ArrayFire Interoperability with oneAPI, Libraries, and OpenCL

Taking Advantage of oneAPI to Avoid Code Rewrites

oneAPI greatly simplifies development on heterogeneous accelerators. With a code once, run anywhere approach, the APIs offer a powerful way to develop code. ArrayFire is a GPU library that already offers a vast collection of useful functions for many computational domains. It shares the philosophy oneAPI brings to the software development world. In this article, we’ll be exploring how to integrate the oneAPI Deep Neural Network (oneDNN) library and the SYCL-based Data Parallel C++ (DPC++) programming language into existing codebases. Our goal is to allow the programmer to take advantage of oneAPI to avoid the code rewriting often required when migrating to a new programming model.

Interoperability with SYCL

oneAPI is the combination of DPC++ and libraries to simplify cross-architecture parallel programming. The libraries are tightly integrated with the DPC++ language. They both provide a variety of methods for interoperability with the underlying OpenCL implementation. The base language provides three main methods of interoperability with OpenCL that cover most use-cases (Figure 1).
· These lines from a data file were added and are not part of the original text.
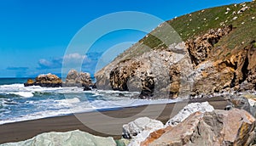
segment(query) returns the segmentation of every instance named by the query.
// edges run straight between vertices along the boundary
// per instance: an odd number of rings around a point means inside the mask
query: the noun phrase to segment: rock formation
[[[204,103],[191,103],[181,110],[177,115],[170,119],[166,126],[175,126],[180,122],[183,121],[188,118],[191,114],[200,111],[201,113],[213,111],[214,108],[209,104],[208,102]]]
[[[75,70],[71,70],[68,71],[66,81],[63,83],[65,87],[92,87],[92,81],[90,75],[84,72],[78,72]]]
[[[123,138],[131,138],[129,145],[139,145],[149,134],[164,127],[157,120],[142,117],[123,126]]]
[[[68,72],[65,82],[57,76],[49,73],[46,75],[39,75],[36,77],[35,81],[28,79],[27,81],[24,83],[24,86],[40,86],[44,87],[84,87],[84,90],[91,90],[91,87],[94,87],[89,73],[78,73],[75,70],[71,70]]]
[[[145,52],[119,62],[114,60],[96,73],[98,87],[108,85],[113,90],[139,91],[141,98],[188,98],[200,94],[253,90],[255,42],[232,50],[215,47],[232,30],[232,25],[211,29],[166,49]],[[175,49],[181,51],[177,53]]]
[[[24,83],[25,87],[28,86],[40,86],[45,87],[62,87],[62,81],[57,76],[52,75],[50,73],[46,75],[39,75],[36,77],[35,81],[32,79],[28,79],[26,83]]]
[[[247,111],[195,112],[174,127],[156,131],[141,145],[250,145],[255,119]]]

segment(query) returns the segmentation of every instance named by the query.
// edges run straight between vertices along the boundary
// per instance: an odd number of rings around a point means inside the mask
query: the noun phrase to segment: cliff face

The flow of interoperability functions can be from existing code to SYCL or vice versa, specifically:

  1. Using existing OpenCL kernels within DPC++ code by creating a kernel object from the kernel string
  2. Extracting OpenCL objects from existing SYCL objects
  3. Creating SYCL objects from existing OpenCL objects

Figure 1. SYCL interoperability with OpenCL

Let’s consider how the existing ArrayFire codebase could be integrated with these interoperability options. In the first case, we could directly reuse the raw ArrayFire kernels (Figure 1, left):

queue q{gpu_selector()};    // Create command queue targeting GPU
program p(q.get_context()); // Create program from the same context as q

// Compile OpenCL vecAdd kernel, which is expressed as a C++ Raw String as indicated by R”
p.build_with_source(R"( __kernel void existingArrayFireVecAdd(__global int *a, __global int *b, __global int *c)
                       {
                                int i = get_global_id(0);
                                c[i] = a[i] + b[i];
                       } )");
// buffers here ...
q.submit([&](handler& h) {
        // accessors here...
        // Set buffers as arguments to the kernel
        h.set_args(A, B, C);
        // Launch vecAdd kernel from the p program object across N elements.
        h.parallel_for(range<1> (N), p.get_kernel("vecAdd"));
});

In reality, ArrayFire kernels rely on more complicated data structures than simple buffers so reusing kernels in this manner isn’t as trivial as copy-pasting the CL string. We’ll need to handle the data exchange using one of the other two methods.

The second method (Figure 1, middle) of extracting OpenCL components from SYCL objects is based on the simple convention of using the .get() method on existing SYCL objects. Each call on a SYCL object will return the corresponding underlying OpenCL object. For example, cl::sycl::queue::get() will return an OpenCL cl_command_queue.

The third method (Figure 1, right) takes existing OpenCL objects and uses them to create SYCL objects. This can be done using the SYCL object’s constructors, such as sycl::queue::queue(cl_command_queue,…). In these cases, the constructors will also retain the OpenCL instance to increase the reference count of the OpenCL resource during construction and will release the instance during the destruction of the SYCL object.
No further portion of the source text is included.